Neil Young has honoured David Crosby, who has died aged 81.

Writing on his Archives website Young said, “David is gone, but his music lives on. The soul of CSNY, David’s voice and energy were at the heart of our band. His great songs stood for what we believed in and it was always fun and exciting when we got to play together. ‘Almost Cut My Hair’ ‘Dejavu’, and so many other great songs he wrote were wonderful to jam on and Stills and I had a blast as he kept us going on and on. His singing with Graham was so memorable, their duo spot a highlight of so many of our shows.

“We had so many great times, especially in the early years. Crosby was a very supportive friend in my early life, as we bit off big pieces of our experience together. David was the catalyst of many things.

“My heart goes out to Jan and Django, his wife and son. Lots of love to you. Thanks David for your spirit and songs, Love you man. I remember the best times!”

“I CAN’T CLAIM TO BE WISE…” READ UNCUT’S FINAL INTERVIEW WITH DAVID CROSBY HERE

Earlier, Crosby’s other former CSNY bandmates Graham Nash and Stephen Stills paid tribute to Crosby

David Crosby
David Crosby in 2011. Image: Spencer Platt / Getty Images

Sharing a black and white photo on Instagram of his and Crosby’s guitar cases next to one another, Nash wrote that it was with “a deep and profound sadness” that he learned about Crosby’s death.

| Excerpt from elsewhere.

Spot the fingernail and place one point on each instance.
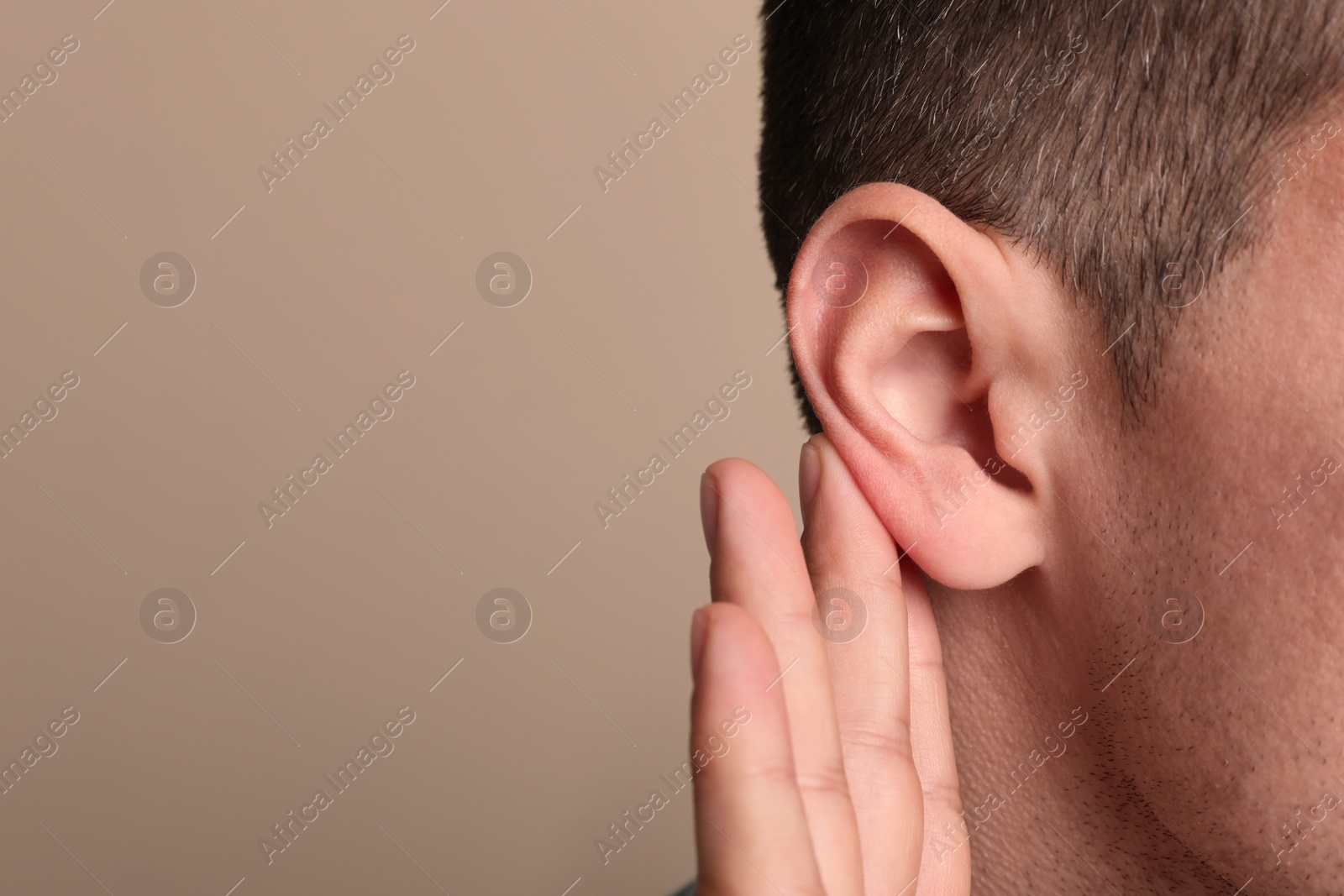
(709, 510)
(696, 641)
(810, 477)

“I know people tend to focus on how volatile our relationship has been at times, but what has always mattered to David and me more than anything was the pure joy of the music we created together, the sound we discovered with one another, and the deep friendship we shared over all these many long years,” he continued.

David was fearless in life and in music. He leaves behind a tremendous void as far as sheer personality and talent in this world. He spoke his mind, his heart, and his passion through his beautiful music and leaves an incredible legacy. These are the things that matter most. My heart is truly with his wife, Jan, his son, Django, and all of the people he has touched in this world.”

Graham Nash and David Crosby performing together in 2000
Graham Nash and David Crosby performing together in 2000. Image: Tim Mosenfelder / Getty Images

Meanwhile, Stills wrote, “He was without question a giant of a musician, and his harmonic sensibilities were nothing short of genius. The glue that held us together [in CSN and CSNY] as our vocals soared, like Icarus, towards the sun. I am deeply saddened at his passing and shall miss him beyond measure.”

Crosby co-founded The Byrds alongside Roger McGuinn, Gene Clark, Chris Hillman and Michael Clarke in 1964, after performing on the acoustic coffeehouse circuit and in other bands, including Les Baxter’s Balladeers.

He was critical to their creative evolution from Beatles-inspired folkies to electric 12-string revolutionaries taking trad arr to a new dimension, bringing John Coltrane into psychedelic pop and beyond. His work with them culminated in 1967’s Younger Than Yesterday. He also appeared on their fifth record, The Notorious Byrd Brothers, before he was fired from the band in 1967.

Crosby later produced their 1973 reunion album, Byrds.

IN 1967, Crosby discovered Joni Mitchell playing in a Florida club. He went on to produce her debut album, Song To A Seagull.

A year after leaving The Byrds, Crosby formed Crosby, Stills & Nash with Nash and Buffalo Springfield’s Stephen Stills. The supergroup won Best New Artist at the 1969 Grammys following the release of their self-titled debut album and played their second ever gig at Woodstock. their self-titled debut in 1969. Joined by Neil Young, they released Déjà Vu the following year.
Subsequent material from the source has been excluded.